# Emergency Antiwar Demonstration 12/12



## Apples (Dec 11, 2009)

Anyone who can get to DC tomorrow should hit this up. Only heard about it yesterday, so sucks its so short notice, but I thought I'd share it anyway. Here's what I was sent:

EMERGENCY ANTIWAR DEMONSTRATION
Saturday, Dec. 12, 2009 • 11 am • Washington DC

Stop the Obama-Pelosi-Reid
Escalation of the Afghan War!
Lafayette Park | White House
Metro: Farragut West or Farragut North
Come hear Sen. Mike Gravel, Hon. Betty Hall, Cynthia McKinney, David Swanson, Lynne Williams, Granny D, Ron Fisher, Chris Hedges, others TBA...
Laurie Dobson, Moderator

Under Obama-Pelosi-Reid, the US has already sent about 35,000 more troops into the Afghanistan graveyard of empires. Now, Obama is considering another round of re-enforcements—an Afghan surge expected to number about 40,000 additional GIs. But there is a real faction fight in the administration about whether to escalate.
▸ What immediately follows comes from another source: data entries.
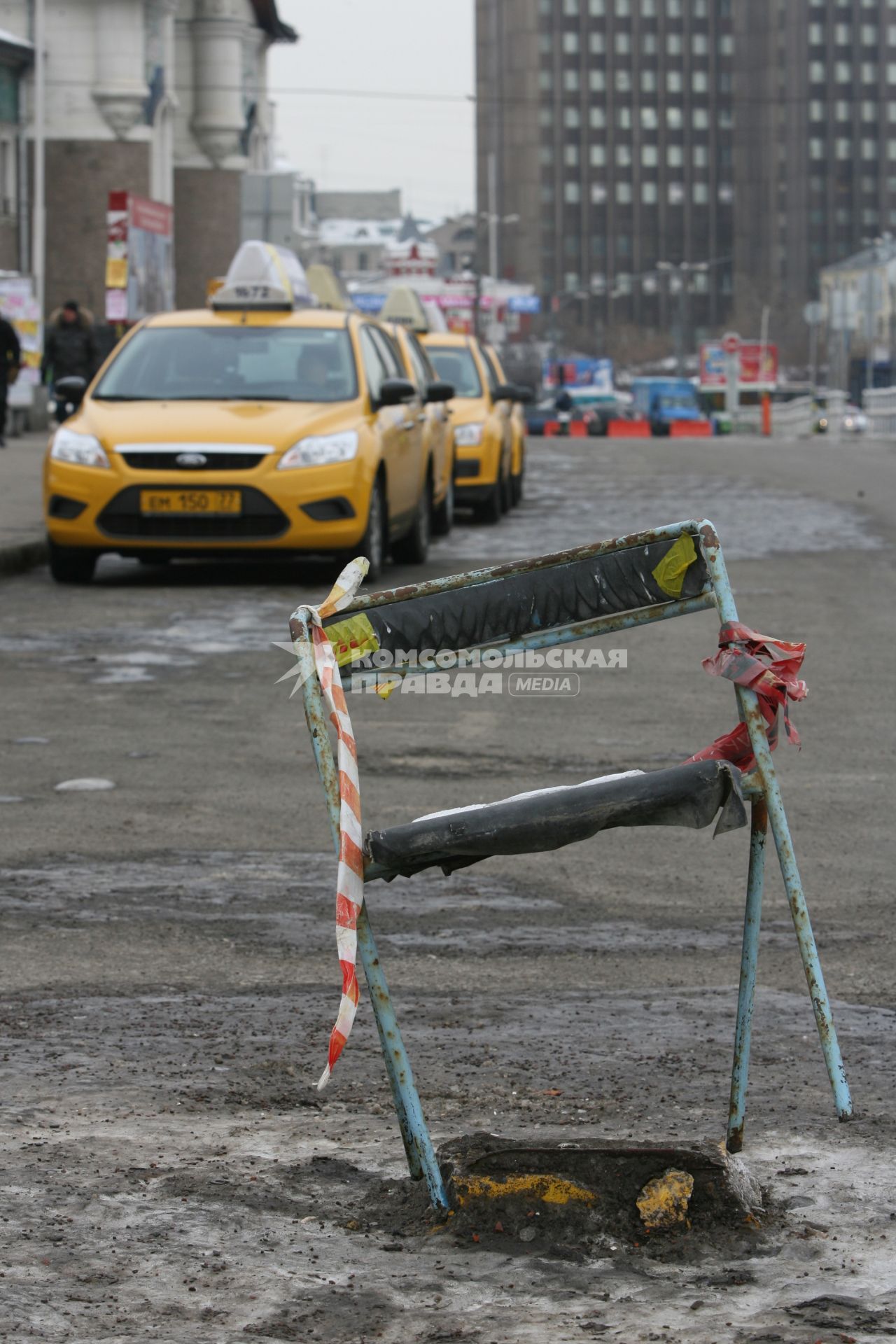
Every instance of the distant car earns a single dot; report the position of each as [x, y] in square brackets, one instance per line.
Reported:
[855, 421]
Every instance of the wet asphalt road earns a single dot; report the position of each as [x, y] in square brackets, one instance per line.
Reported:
[169, 968]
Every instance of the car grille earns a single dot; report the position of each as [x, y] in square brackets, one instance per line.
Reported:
[166, 460]
[260, 519]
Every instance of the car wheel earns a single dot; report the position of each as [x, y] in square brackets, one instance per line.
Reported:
[71, 564]
[374, 539]
[492, 508]
[414, 547]
[444, 515]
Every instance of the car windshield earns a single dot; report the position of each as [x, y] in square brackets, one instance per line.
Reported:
[456, 365]
[232, 363]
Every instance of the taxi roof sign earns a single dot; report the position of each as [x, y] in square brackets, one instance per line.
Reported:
[405, 305]
[264, 276]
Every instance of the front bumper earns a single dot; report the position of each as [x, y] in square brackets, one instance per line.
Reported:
[321, 508]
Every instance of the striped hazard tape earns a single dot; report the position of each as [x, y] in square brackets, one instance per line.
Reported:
[349, 878]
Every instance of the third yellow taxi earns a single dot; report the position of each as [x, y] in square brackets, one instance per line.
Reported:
[484, 426]
[257, 425]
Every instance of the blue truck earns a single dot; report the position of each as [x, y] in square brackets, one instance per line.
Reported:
[663, 401]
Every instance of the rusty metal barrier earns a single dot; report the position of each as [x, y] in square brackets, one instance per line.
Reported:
[555, 600]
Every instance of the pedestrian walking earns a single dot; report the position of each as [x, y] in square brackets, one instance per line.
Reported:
[10, 365]
[70, 349]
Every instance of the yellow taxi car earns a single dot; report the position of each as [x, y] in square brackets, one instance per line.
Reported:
[254, 425]
[517, 422]
[403, 318]
[482, 436]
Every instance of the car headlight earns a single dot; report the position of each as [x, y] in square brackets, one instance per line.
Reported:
[81, 449]
[468, 436]
[320, 451]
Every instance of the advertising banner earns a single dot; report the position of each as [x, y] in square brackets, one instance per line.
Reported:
[140, 261]
[758, 368]
[20, 308]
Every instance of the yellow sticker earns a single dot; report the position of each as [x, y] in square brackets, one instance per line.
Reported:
[352, 638]
[673, 566]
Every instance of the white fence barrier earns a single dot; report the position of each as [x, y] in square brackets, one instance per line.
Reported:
[879, 405]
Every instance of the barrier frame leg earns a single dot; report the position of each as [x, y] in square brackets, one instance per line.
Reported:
[748, 706]
[747, 990]
[415, 1135]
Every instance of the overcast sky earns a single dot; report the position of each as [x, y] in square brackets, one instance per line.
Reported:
[406, 48]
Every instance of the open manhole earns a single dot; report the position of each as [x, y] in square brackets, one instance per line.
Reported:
[577, 1193]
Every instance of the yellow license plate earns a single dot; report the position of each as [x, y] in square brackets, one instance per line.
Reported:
[190, 502]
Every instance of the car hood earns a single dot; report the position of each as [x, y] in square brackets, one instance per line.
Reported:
[272, 424]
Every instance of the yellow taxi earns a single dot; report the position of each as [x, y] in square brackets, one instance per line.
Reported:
[403, 318]
[261, 424]
[517, 422]
[482, 437]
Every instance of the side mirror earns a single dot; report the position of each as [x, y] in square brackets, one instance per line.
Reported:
[396, 391]
[70, 390]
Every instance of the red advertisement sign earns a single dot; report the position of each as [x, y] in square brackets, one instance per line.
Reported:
[140, 265]
[758, 366]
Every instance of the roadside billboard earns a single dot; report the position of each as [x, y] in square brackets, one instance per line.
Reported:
[596, 374]
[140, 261]
[758, 368]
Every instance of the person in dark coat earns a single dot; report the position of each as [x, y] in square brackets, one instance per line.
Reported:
[10, 365]
[70, 347]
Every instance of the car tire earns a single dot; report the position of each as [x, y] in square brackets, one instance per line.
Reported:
[374, 540]
[444, 515]
[414, 546]
[71, 564]
[492, 508]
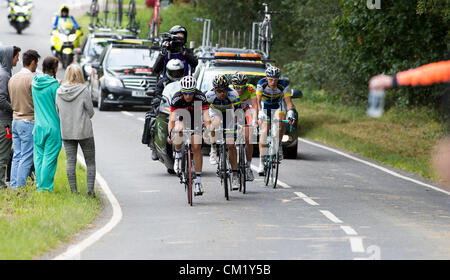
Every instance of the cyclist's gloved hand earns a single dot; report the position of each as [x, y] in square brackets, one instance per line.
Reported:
[261, 115]
[291, 115]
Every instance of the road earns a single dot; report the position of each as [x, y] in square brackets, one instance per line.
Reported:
[329, 206]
Obama is getting plenty of advice from the war party—from Petraeus, McChrystal, and Mullen. It is time Obama, Pelosi, and Reid heard a clear message from a resurgent antiwar movement demanding no escalation and an immediate pullout of all US forces from Afghanistan and Iraq, plus an immediate halt to Predator drone attacks and CIA operations in the region.

Hope to see some of you there.


----------